Prager elaborates on the Bible’s delicate braiding and unbraiding of the universal and the particular. As for God’s promise that “I will bless those who bless you and curse him that curses you,” a strong motivation for Christian Zionists, Prager writes, “One does not have to be a religious believer in order to acknowledge that this promise has held true. Nations that have treated the Jews favorably, the United States being the most obvious example, have been blessed with prosperity and freedom.

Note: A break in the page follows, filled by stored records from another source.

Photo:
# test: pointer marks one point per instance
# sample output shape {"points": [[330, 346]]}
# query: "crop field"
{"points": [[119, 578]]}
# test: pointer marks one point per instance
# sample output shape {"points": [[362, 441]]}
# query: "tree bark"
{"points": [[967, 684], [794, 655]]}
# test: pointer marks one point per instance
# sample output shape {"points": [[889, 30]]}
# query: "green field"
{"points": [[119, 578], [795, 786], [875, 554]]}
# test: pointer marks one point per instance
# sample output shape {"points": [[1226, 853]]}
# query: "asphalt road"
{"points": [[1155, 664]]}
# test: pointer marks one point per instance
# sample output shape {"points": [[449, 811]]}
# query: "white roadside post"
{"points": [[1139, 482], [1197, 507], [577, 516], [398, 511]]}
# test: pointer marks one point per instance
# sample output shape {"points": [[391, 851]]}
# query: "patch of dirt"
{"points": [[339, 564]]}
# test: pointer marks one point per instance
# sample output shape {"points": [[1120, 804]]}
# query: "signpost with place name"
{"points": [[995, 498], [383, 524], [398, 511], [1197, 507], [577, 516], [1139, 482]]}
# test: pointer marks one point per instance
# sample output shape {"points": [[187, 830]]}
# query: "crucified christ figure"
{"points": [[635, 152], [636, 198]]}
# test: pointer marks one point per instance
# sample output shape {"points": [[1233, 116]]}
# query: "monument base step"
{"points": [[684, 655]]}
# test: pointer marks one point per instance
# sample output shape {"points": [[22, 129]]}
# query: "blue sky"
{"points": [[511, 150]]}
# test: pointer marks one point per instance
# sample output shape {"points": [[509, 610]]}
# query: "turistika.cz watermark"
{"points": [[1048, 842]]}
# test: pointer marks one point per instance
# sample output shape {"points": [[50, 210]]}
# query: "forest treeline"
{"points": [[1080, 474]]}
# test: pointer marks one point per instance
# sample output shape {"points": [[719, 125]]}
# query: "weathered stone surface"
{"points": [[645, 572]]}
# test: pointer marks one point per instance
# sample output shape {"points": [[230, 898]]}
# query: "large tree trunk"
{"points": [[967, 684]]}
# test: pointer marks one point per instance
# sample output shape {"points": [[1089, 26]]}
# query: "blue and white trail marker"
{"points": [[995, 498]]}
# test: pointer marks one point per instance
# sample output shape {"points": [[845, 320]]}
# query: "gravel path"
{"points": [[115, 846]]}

The reverse applies, as well,” from Spain’s post-Inquisition decline, to post-Holocaust Europe, to Arab and fundamentalist Islamic countries that cursed the Jews, being “among the most benighted of societies.”
Prager’s commentary is more psychological and personal than hagiographic: “Rebecca was a kind human being, but a kind person doesn’t always translate into good parenting.” When Noah, “a righteous man,” says the Bible, raised a son who thoroughly humiliated him, Prager writes, “Nothing in life is as humbling as being a parent,” as true for earthly parents as for our Father in Heaven, “who is not fully responsible for how all His children have turned out.”
Prager notes that the further we get from Eve and the Flood, the more women are elevated. God “did for Sarah,” and Prager notes the text does not read that “God did for Abraham and Sarah,” but she has God’s attention for herself. There is increasingly the “depiction of women as heroic — frequently more than the men in their lives: Rebecca; Moses’ mother Yocheved, and his sister Miriam; the daughter of Pharaoh, among others.”
And there was evening, and there was morning.